The Skull Mantra (and a question for readers about political commitment in crime novels)

Yesterday I finished Eliot Pattison's The Skull Mantra, a novel set amid Tibet's high, harsh, wind-buffeted peaks. Then I picked up where I'd left off in Peter Temple's Dead Point and found this:

"I went to bed with my book, Dying High: Lies About a Climber's Life, grabbed on my way out to get a taxi to the airport. There is something about the stupidity of climbing mountains that appeals. Perhaps it's the clinging by the fingertips to inhospitable surfaces. I could claim experience in this area."
A rather sharply contrasting attitude to mountains, is it not, and perhaps understandable from a flatlander like the Australian Temple.

Pattison's novel, winner of an Edgar award from the Mystery Writers of America for best first novel of 1999, has a location of unparalleled interest and exoticism (for many readers).
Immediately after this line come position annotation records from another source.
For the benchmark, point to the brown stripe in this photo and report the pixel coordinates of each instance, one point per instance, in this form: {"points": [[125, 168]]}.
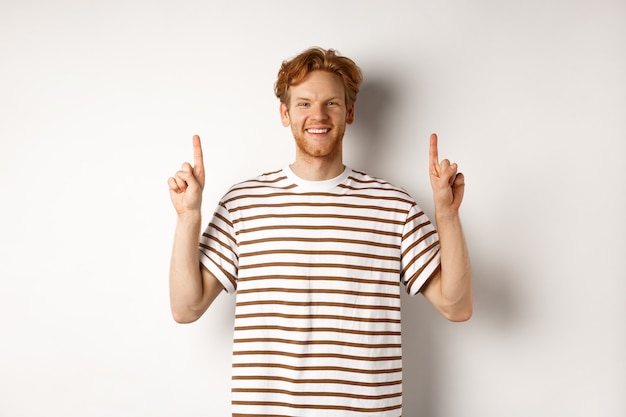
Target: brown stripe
{"points": [[318, 368], [393, 282], [318, 355], [324, 252], [298, 227], [230, 277], [418, 273], [319, 316], [419, 255], [313, 394], [315, 407], [318, 329], [320, 265], [317, 381], [417, 242], [304, 204], [320, 240], [317, 304], [222, 231], [318, 216], [319, 342], [320, 291], [314, 194], [415, 229]]}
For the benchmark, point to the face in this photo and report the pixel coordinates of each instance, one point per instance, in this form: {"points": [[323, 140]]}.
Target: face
{"points": [[318, 115]]}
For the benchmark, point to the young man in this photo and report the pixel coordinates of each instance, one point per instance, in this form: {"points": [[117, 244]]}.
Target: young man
{"points": [[316, 253]]}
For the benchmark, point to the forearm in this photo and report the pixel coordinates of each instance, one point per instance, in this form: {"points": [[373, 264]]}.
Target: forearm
{"points": [[186, 286], [456, 275]]}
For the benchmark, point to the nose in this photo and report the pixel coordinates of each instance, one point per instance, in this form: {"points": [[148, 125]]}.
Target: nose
{"points": [[319, 112]]}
But is has more. For one, it puts a highly unusual spin on the old motif of the unlikely detective pairing. The protagonist, Shan Tao Yun, works with a changing and uncertain roster of partners. Above and beyond the expected squabbles, there are deeper reasons for mutual mistrust and suspicion.
Shan is a Han Chinese official, disgraced and imprisoned at a work camp in Tibet, then given temporary freedom of a kind when officials need an experienced investigator to probe an official's killing. His shifting cast of overseers and helpers includes Chinese and Tibetans, officials and prisoners, uncertain hybrids of the two, monks and soldiers. The clashes of nationalities, politics and sympathies mean Shan can never be sure of his position, whether a given action will land him back in prison, whether Chinese officials are looking over his shoulder and conducting parallel investigations. And that tension pervades the novel from beginning to end.

Political and cultural rivalries are at work, naturally, not just between Chinese and Tibetans, but within both groups. Economic and scientific interests come into play as well, in the form of a Western mining company working against bureaucratic hurdles to meet a production deadline that, among other things, will let it have something to show a soon-to-arrive group of American tourists. All these clashing interests provide, among other things, a wealth of possible suspects.
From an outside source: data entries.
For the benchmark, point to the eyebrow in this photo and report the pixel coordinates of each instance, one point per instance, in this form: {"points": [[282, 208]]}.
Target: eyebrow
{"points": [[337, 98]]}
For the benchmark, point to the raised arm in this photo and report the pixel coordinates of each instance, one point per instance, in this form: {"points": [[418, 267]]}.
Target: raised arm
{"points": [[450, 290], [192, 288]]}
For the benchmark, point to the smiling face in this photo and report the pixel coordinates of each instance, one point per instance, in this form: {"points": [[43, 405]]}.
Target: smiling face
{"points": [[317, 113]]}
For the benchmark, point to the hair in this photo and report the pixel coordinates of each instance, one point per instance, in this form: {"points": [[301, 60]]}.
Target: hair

But above all are the various faces of Tibetan Buddhism, the prayers, the demons, the all-sustaining faith of monks and lay people, the texts, the art, and a sympathetic view of outcast clans whose traditional job is to prepare bodies for "sky burial," all held together by Pattison's strong sympathy for Tibetans. If Clive James was right that most international crime novels, with no original stories to tell, "Essentially .. are guidebooks,” this is one hell of a guidebook.
And now, your question: The Skull Mantra fairly burns with awe for Tibet, its people and its ways, and with anger at China's treatment of all these since the invasion of 1959. How do you feel about strongly expressed opinions of this kind in crime stories?